Due to the absorption characteristics and low thermal conductivity of the dielectric multilayer, the virtual optical probe will induce a localized spot heat source at the water–1DPC interface. A stable-state temperature distribution can be obtained when the heat diffusion between the heated 1DPC and the water environment achieves a balance. Quantitatively, we simulated the temperature distribution of the region near the interface by using the finite element method (FEM) [41]. The thickness of the water film is set to be 200 μm, and the initial temperature of the surrounding environment is set to be 293.15 K. The laser power is 60 mW, and the defocused height is set to be 5 μm above the 1DPC–water interface. All these parameters are consistent with the experimental ones that will be detailed below. Figure 1(d) presents the calculated temperature profiles on the incident $x − z$ plane, where $z = 0 nm$ indicates the 1DPC–water interface. The Au film substrate is commonly adopted in traditional thermophoretic tweezers [22,42]. Compared with it, the 1DPC substrate can achieve lower temperatures but comparable temperature gradients due to the low thermal conductivity of the all-dielectric 1DPC. It should be noted that the thermophoretic force is dependent on the temperature gradient rather than the absolute temperature value.

B. Principle of Optofluidic Assembly of Biological Cells

Opto-thermophoretic tweezers manipulate particles by a laser-generated temperature gradient field in the fluids. The thermal gradient drives the particles to move toward the cold or the hot regions. This phenomenon is termed as thermophoresis or the Soret effect, and the driving force is thus called as the thermophoretic force [42,43]. Theoretically, the drift velocity of objects is linear with the temperature gradient $\nabla T$ , which reads $v = - D_{T} \nabla T,$ (1)where $D_{T}$ is the thermophoretic mobility. $D_{T} = S_{T} D$ , where $S_{T}$ is the Soret coefficient and $D$ is the diffusion coefficient. Generally, the $S_{T}$ decides the direction of the thermal diffusion: when $S_{T} > 0$ , particles move to cold regions; while $S_{T} < 0$ , particles move toward hot regions [24]. In practice, the thermal gradient induced particle motion is related to many factors, such as interfacial properties, temperature, salinity, particle-particle interaction, and solvent compositions. Here we are trying to trap and assemble biological cells, and the interfacial interaction between the cell membrane and the water molecules plays a critical role in this situation. Most of the biological cells have negative surface charge because of the phospholipid bilayer in cell membrane. Then orientated water molecules form on the electric double layers of the cell membrane under the electric field as shown in Fig. 2(a). This structure results in a negative Soret coefficient, and thus cells migrate from cold to hot regions. That means the direction of drift velocity is consistent with the temperature gradient. However, it is difficult to get the exact value of the Soret coefficient, so calculation of the thermophoretic force on biological cells is a challenging problem.

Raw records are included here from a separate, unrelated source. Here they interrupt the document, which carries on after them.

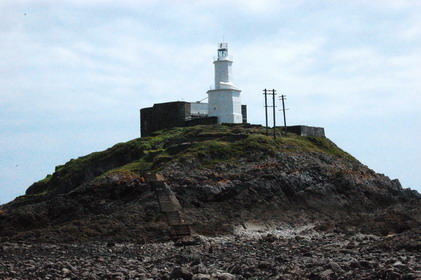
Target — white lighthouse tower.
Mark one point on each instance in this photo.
(224, 101)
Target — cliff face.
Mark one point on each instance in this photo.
(223, 177)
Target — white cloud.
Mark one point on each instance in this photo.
(82, 69)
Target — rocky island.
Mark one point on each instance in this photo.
(213, 202)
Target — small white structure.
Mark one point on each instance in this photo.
(224, 101)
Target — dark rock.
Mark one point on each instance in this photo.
(181, 272)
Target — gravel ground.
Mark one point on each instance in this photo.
(253, 252)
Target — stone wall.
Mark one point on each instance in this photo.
(307, 130)
(202, 121)
(163, 116)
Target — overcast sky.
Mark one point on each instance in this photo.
(74, 74)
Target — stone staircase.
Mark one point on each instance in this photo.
(170, 206)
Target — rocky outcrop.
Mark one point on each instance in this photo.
(233, 177)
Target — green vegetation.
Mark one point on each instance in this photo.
(208, 144)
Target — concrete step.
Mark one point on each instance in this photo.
(173, 217)
(181, 230)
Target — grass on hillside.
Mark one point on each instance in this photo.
(150, 154)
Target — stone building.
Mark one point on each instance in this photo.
(224, 103)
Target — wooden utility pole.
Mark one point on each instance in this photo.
(272, 92)
(274, 122)
(283, 97)
(266, 110)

Figure 2.Working principle of cell assembly with the optofluidic manipulation. (a) Thermophoretic trapping of biological cells in fluidics. Water molecules form an electric double layer on the surface of the negatively charged cells. Under the action of thermophoresis, the biological cells with negative Soret coefficients will move to the hot regions and finally be trapped at the hot spot. The red arrow indicates the movement direction of cells. (b) Simulated maps of temperature gradient along the radial ( $\nabla T_{r}$ , black solid line) and vertical directions ( $\nabla T_{z}$ , red dotted line) in the $x − y$ plane, where the plane is located at 100 nm above the 1DPC–water interface. The inset shows the direction of temperature gradient. (c) The simulated convective velocity distribution inside the water. The color map shows the magnitude of the flow speed, and the streamlines represent the directions of the flow. (d) Main actions in the optofluidic assembly of biological cells: the flow-induced force (arrows in yellow), the thermophoresis (arrows in red) caused by temperature gradient, and the optical force (illustrated by a focused laser beam) associated with the focused BSWs.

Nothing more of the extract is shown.